Analisis Mendalam terhadap UU No. 31 Tahun 2014 tentang Perubahan UU Perlindungan Saksi dan Korban
Konteks Historis
-
Latar Belakang Pembentukan UU No. 13/2006:
Sebelum 2006, Indonesia tidak memiliki payung hukum khusus untuk perlindungan saksi dan korban. UU No. 13/2006 lahir sebagai respons atas tuntutan reformasi hukum pasca-Reformasi 1998, terutama untuk kasus korupsi, pelanggaran HAM berat (seperti Trisakti dan Semanggi I-II), serta konflik sosial. LPSK dibentuk sebagai lembaga independen, tetapi dalam praktiknya menghadapi kendala struktural dan kewenangan terbatas. -
Pemicu Perubahan pada 2014:
- Tantangan Transnasional: Maraknya kejahatan terorganisasi lintas negara (seperti narkotika, perdagangan orang) yang memerlukan perlindungan lebih luas, termasuk untuk pelaku yang bersedia menjadi saksi (justice collaborator).
- Lemahnya Koordinasi Antarlembaga: LPSK sering terkendala koordinasi dengan kepolisian, kejaksaan, dan pengadilan, menyebabkan lambatnya penanganan kasus.
- Putusan MK Tahun 2011: Mahkamah Konstitusi dalam Putusan No. 34/PUU-VIII/2010 menegaskan perluasan definisi "saksi" termasuk pelapor (whistleblower) dan ahli, yang belum diakomodasi UU No. 13/2006.
Poin Krusial Perubahan
-
Penguatan Kelembagaan LPSK
- Sekretariat LPSK ditingkatkan menjadi Sekretariat Jenderal, memberikan kapasitas anggaran dan SDM yang lebih besar.

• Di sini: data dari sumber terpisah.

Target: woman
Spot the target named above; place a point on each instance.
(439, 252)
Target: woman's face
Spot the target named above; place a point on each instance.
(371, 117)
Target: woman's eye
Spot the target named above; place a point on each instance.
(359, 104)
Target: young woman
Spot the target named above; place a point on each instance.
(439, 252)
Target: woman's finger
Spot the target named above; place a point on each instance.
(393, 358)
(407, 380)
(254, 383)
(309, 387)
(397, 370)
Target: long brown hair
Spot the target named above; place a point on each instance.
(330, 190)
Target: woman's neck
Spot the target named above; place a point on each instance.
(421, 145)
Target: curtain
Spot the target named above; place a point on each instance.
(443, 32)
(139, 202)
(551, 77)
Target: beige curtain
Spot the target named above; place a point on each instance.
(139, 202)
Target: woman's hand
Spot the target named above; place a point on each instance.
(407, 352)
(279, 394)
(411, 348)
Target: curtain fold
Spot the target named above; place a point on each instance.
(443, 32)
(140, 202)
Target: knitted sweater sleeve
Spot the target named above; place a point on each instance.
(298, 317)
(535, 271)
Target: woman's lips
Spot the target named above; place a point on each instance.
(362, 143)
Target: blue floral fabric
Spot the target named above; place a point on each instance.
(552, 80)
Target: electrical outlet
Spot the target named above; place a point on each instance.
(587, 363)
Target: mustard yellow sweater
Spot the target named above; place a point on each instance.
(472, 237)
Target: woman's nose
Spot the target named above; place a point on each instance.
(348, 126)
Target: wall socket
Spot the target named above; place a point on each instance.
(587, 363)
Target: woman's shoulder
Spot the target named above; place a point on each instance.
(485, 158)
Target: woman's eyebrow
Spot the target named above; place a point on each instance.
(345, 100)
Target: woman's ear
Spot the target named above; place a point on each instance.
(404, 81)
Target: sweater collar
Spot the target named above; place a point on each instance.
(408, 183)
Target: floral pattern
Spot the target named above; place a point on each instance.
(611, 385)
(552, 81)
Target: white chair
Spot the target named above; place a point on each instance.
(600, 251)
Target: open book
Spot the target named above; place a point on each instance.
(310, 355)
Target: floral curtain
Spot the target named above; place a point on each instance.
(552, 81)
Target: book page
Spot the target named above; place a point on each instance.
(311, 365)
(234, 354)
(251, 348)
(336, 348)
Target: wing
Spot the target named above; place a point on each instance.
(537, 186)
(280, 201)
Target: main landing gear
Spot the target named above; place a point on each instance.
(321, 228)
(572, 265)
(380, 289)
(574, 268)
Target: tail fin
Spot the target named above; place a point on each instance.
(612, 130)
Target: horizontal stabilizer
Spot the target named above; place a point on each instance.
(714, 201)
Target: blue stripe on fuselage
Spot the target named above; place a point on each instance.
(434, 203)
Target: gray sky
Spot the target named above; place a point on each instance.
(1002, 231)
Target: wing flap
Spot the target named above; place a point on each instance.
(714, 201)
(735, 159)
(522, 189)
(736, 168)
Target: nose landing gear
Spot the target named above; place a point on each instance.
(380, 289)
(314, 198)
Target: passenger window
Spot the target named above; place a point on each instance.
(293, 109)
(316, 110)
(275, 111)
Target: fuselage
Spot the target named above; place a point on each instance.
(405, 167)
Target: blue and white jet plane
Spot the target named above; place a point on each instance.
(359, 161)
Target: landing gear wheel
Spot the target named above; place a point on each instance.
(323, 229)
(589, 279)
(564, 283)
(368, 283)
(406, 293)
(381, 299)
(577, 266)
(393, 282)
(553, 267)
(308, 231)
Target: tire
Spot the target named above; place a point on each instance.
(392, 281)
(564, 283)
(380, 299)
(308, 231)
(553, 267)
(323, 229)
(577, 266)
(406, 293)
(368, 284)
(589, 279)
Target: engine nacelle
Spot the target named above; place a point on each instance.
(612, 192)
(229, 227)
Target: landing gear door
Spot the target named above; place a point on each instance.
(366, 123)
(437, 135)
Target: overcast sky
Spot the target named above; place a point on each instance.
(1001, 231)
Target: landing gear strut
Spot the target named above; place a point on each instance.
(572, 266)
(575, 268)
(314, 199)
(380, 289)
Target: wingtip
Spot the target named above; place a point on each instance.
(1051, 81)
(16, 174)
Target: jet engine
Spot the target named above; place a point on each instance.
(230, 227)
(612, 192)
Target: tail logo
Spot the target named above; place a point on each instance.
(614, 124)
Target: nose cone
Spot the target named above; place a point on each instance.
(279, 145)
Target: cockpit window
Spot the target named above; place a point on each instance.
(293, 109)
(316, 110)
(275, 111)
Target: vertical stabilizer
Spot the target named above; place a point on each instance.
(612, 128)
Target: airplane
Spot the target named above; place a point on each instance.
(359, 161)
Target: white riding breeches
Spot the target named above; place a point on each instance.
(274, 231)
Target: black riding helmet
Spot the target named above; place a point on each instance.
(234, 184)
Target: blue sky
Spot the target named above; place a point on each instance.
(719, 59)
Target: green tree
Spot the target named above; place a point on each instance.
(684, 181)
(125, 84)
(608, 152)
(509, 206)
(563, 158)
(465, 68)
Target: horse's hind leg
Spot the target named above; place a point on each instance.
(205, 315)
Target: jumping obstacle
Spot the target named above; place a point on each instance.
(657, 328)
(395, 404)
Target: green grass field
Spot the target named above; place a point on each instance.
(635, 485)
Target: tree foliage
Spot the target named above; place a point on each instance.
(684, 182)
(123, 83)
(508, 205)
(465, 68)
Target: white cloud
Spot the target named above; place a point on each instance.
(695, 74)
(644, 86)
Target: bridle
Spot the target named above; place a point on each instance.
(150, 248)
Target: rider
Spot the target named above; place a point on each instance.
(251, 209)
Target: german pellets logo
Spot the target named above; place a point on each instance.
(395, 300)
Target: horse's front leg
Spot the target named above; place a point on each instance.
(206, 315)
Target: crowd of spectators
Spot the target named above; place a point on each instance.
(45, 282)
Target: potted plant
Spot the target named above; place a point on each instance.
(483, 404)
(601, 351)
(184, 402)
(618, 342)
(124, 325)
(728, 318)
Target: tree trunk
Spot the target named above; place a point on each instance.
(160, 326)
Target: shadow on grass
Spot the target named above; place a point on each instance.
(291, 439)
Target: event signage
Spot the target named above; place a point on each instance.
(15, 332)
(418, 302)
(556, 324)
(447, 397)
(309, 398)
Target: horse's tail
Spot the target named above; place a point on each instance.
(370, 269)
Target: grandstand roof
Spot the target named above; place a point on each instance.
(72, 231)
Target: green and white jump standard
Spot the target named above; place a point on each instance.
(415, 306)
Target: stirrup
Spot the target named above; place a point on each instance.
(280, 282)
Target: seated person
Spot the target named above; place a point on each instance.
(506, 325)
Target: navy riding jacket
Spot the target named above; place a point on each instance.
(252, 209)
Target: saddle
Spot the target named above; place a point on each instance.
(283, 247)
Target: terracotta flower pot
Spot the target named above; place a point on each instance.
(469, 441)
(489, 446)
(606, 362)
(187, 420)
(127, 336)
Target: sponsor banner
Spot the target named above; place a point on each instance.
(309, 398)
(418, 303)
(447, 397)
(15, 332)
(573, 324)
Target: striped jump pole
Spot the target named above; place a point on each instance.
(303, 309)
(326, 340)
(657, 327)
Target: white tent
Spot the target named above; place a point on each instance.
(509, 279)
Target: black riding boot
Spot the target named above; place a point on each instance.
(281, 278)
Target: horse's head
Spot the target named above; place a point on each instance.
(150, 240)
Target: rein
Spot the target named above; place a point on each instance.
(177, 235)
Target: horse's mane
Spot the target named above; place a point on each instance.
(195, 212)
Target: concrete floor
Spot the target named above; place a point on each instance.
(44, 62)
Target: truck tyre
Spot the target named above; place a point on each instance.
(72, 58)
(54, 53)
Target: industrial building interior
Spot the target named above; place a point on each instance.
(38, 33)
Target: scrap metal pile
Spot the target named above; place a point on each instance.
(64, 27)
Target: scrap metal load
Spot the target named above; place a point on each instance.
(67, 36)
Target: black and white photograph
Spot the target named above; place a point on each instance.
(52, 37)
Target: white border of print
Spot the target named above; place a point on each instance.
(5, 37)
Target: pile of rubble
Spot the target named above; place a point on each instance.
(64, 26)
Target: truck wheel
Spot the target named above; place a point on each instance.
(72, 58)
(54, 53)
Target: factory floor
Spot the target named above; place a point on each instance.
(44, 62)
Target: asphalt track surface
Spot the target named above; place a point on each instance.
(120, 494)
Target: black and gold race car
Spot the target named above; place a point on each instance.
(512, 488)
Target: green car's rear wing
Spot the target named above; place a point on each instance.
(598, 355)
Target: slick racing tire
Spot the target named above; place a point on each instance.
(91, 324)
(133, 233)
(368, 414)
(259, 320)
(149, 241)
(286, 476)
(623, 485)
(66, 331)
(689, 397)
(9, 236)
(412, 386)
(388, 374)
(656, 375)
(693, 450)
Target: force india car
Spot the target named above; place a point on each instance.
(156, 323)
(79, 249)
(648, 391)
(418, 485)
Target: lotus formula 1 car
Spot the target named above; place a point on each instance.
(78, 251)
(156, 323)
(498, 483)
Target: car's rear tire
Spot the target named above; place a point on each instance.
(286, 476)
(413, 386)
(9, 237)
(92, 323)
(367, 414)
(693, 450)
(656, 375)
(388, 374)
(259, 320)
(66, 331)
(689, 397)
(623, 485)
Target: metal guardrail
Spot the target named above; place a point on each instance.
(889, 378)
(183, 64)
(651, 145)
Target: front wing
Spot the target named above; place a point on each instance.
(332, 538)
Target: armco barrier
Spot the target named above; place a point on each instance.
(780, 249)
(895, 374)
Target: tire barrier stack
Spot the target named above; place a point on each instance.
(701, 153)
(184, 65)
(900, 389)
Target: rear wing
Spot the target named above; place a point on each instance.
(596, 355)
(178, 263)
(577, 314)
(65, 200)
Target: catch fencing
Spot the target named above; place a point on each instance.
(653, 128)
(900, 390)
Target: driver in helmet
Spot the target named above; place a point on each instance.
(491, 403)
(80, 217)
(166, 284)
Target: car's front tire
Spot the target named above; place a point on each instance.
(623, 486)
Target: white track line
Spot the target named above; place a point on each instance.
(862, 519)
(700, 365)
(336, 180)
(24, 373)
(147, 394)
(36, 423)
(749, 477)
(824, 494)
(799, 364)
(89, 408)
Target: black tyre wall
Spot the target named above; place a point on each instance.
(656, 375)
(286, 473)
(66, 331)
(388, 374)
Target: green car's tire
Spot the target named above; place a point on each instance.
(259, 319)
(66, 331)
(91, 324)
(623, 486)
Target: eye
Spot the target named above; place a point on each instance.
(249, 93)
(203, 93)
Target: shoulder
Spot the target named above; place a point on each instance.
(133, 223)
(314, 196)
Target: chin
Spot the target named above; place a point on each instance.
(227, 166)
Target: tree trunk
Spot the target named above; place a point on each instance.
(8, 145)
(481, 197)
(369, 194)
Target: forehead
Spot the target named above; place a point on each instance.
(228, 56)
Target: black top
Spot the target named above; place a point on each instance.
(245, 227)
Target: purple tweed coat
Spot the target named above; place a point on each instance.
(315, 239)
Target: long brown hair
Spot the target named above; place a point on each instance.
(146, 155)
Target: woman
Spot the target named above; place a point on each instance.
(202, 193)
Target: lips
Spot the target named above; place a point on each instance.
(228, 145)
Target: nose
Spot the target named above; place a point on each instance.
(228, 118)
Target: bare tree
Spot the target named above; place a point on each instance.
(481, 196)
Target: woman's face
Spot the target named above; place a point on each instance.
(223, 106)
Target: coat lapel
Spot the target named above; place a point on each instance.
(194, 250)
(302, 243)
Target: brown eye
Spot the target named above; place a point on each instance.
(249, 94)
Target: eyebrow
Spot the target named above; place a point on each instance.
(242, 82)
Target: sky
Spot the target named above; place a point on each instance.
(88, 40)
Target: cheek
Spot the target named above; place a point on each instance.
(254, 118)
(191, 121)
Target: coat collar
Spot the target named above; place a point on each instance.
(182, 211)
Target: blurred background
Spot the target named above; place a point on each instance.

- Pembentukan Dewan Penasihat (Pasal 18A) bertujuan meningkatkan akuntabilitas dan kualitas kebijakan LPSK melalui masukan ahli.
-
Perluasan Subjek Perlindungan
- Tidak hanya saksi dan korban, tetapi juga pelapor, justice collaborator (pelaku yang bersaksi), dan ahli (Pasal 1 angka 1-5). Ini sejalan dengan praktik internasional (plea bargaining) untuk mengungkap kejahatan kompleks.
-
Perlindungan untuk Korporasi
- LPSK berwenang melindungi korban kejahatan yang dilakukan korporasi (misalnya kasus lingkungan atau korupsi korporasi). Ini respons atas tren global seperti UNCAC (Konvensi PBB Anti-Korupsi).
-
Mekanisme Penghargaan bagi Pelaku
- Pasal 5A mengatur pemberian insentif (seperti pengurangan hukuman) bagi pelaku yang menjadi saksi. Hal ini kontroversial tetapi dinilai penting untuk membongkar jaringan kejahatan terstruktur.
-
Sanksi Pidana yang Dipertegas
- Ancaman hukuman bagi pihak yang mengancam saksi/korban dinaikkan hingga 7 tahun penjara (Pasal 43). Korporasi yang menghalangi perlindungan bisa dikenai denda hingga Rp10 miliar (Pasal 43A).
Tantangan Implementasi
-
Budaya Hukum Masyarakat:
- Stigma sosial terhadap saksi/korban (misalnya dalam kasus kekerasan seksual) sering menghambat pelaporan.
- Rendahnya kesadaran masyarakat tentang hak mengakses LPSK.
-
Overlap Kewenangan:
- LPSK harus berkoordinasi dengan KPK (untuk kasus korupsi) dan Komnas HAM (untuk pelanggaran HAM), tetapi belum ada MoU yang komprehensif.
-
Keterbatasan Anggaran:
- Meski Sekretariat Jenderal diperkuat, alokasi anggaran LPSK dalam APBN masih minim (kurang dari 0,1% anggaran penegakan hukum).
Signifikansi dalam Penegakan Hukum
- UU ini menjadi basis hukum untuk kasus-kasus strategis, seperti perlindungan saksi dalam kasus korupsi e-KTP dan pembunuhan aktivis Munir.
- Memperkuat komitmen Indonesia dalam ratifikasi Protokol Palermo (Perdagangan Orang) dan UNCAC.
Rekomendasi:
- LPSK perlu meningkatkan sosialisasi melalui media dan kolaborasi dengan LSM.
- Pemerintah harus memperkuat anggaran LPSK dan menyusun Peraturan Pemerintah teknis (seperti PP tentang Tata Cara Pemberian Penghargaan) untuk memastikan implementasi efektif.
UU No. 31/2014 mencerminkan evolusi sistem hukum Indonesia yang adaptif terhadap kompleksitas kejahatan modern, meski tantangan implementasi masih perlu diantisipasi secara serius.